September 7, 2018 – Article

      In an interesting, but non-precedential, decision from the Court of Appeals for the Federal Circuit (Supernus Pharmaceuticals, Inc. v TWI Pharmaceuticals, Inc  et al (Fed. Cir., September 6, 2018-http://www.cafc.uscourts.gov/sites/default/files/opinions-orders/17-2513.Opinion.9-6-2018.pdf), the Court affirmed a decision from the U.S. District Court of New Jersey.

      This arose out of an ANDA filing by TWi for patents owned by Supernus covering formulations of oxcarbazepine for the treatment of partial epileptic seizures.

Representative Claim 1 of one of the asserted patents:

1. A pharmaceutical formulation for once-a-day administration of oxcarbazepine comprising a homogeneous matrix comprising:

(a) oxcarbazepine;

(b) a matrix-forming polymer selected from the group consisting of cellulosic polymers, alginates, gums, cross-linked poly-acrylic acid, carageenan, polyvinyl pyrrolidone, polyethylene oxides, and polyvinyl alcohol;

(c) at least one agent that enhances the solubility of oxcarbazepine selected from the group consisting of surface active agents, complexing agents, cyclodextrins, pH modifying agents, and hydration promoting agents; and

(d) at least one release promoting agent comprising a polymer having pH dependent solubility selected from the group consisting of cellulose acetate phthalate, cellulose acetate succinate, methylcellulose phthalate, ethylhydroxycellulose phthalate, polyvinylacetate phthalate, polyvinylbutyrate acetate, vinyl acetate-maleic anhydride copolymer, styrene-maleic mono-ester copolymer, and Eudragit L100-55 (Methacrylic Acid-Ethyl Acrylate Copolymer (1:1)), and methyl acrylate-methacrylic acid copolymers.

      There were multiple Supernus patents with a common specification and a parallel litigation with the same patents but different litigant (Actavis Inc). The initial part of the Court’s decision focused on TWi's challenge that the District Court’s opinion in this case relied too heavily on the findings and conclusions that arose from the Actavis litigation (decided after Markman in the TWi litigation but before the final decision of validity and infringement). The Court was not convinced:

. . .the district court referenced Actavis only to the extent that the records in the two cases were the same. For these reasons, the district court did not err in referencing Actavis in its decision in this case. The Actavis decision also does not color our decision-making on appeal.

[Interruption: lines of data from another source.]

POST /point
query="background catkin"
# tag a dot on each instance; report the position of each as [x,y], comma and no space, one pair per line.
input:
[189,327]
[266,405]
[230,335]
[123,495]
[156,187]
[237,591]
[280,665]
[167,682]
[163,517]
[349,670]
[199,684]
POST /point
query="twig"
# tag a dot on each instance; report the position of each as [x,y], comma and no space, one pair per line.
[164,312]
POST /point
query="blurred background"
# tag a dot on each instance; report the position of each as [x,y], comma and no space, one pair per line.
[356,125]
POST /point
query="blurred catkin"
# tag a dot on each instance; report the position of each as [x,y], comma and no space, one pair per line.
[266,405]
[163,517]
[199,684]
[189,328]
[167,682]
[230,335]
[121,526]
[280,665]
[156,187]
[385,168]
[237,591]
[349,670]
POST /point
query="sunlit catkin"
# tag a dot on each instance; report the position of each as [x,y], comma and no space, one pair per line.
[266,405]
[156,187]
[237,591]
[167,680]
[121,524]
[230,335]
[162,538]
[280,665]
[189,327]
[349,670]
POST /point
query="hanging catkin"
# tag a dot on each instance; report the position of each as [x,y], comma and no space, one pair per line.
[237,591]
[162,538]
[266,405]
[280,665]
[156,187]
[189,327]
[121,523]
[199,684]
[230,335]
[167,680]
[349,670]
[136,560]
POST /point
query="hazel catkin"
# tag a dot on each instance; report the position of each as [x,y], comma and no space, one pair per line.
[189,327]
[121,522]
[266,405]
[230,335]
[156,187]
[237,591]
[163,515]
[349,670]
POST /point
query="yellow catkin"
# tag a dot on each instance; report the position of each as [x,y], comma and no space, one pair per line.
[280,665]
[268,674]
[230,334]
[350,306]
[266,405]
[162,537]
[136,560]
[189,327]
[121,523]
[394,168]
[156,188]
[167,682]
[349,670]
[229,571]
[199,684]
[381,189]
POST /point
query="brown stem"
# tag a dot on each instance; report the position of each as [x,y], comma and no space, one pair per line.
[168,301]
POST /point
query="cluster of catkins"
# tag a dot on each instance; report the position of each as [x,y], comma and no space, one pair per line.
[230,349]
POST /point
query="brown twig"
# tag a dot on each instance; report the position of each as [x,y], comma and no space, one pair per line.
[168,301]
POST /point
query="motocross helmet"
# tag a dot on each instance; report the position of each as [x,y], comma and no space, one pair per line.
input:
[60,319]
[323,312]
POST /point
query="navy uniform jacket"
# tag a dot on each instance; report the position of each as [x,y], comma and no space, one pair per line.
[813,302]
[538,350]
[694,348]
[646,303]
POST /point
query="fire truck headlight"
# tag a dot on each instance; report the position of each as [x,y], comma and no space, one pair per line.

      The Court then addressed TWi’s contention that their product containing an “accused agent” does not read on the solubility agent in the Supernus patents:

. . .the common specification,  at Table 1, characterizes a formulation that contains the accused agent, but not a release-promoting agent, as a “non-enhanced” formulation. ’898 patent, col. 9, ll. 10–33. TWi contends that the specification defines “non- enhanced” formulations as formulations that contain neither a release promoter nor a solubility agent, and “enhanced” formulations as formulations that contain a release promotor, solubility agent, or both. In other words, TWi contends that the accused agent cannot satisfy the solubility agent limitation because the common specification admits that a formulation containing the accused agent is a “non-enhanced” formulation, i.e. is a formulation that contain neither a solubility agent nor a release promoting agent.

      The Court was not persuaded of an error by the District Court:

We agree with the district court. We read “enhanced” formulations, in the context of the common specification, to require both a “combination of solubility and release promoters.” Id. at col. 4, ll. 14–16. Indeed, as Supernus notes, even “[TWi]’s own citation to a legal style manual” describes “and/or” “as a ‘grammatical abomination’ that can mean ‘and,’ ‘or,’ or ‘and/or.’” . . .

Here, the common specification indicates that the use of “and/or” must mean solely “and” because the common specification identifies both agents as essential to enhancing the bioavailability of oxcarbazepine.

In this way, the common specification describes the presence of both a solubility agent and a release-promoting agent as essential to formulating an “enhanced” formulation.

Accordingly, “non-enhanced” formulations can include formulations that do not contain either a solubility agent or a release promoter. Applied to Table 1, the “nonenhanced” formulation containing the accused agent does not preclude a finding that the accused agent is a solubility agent.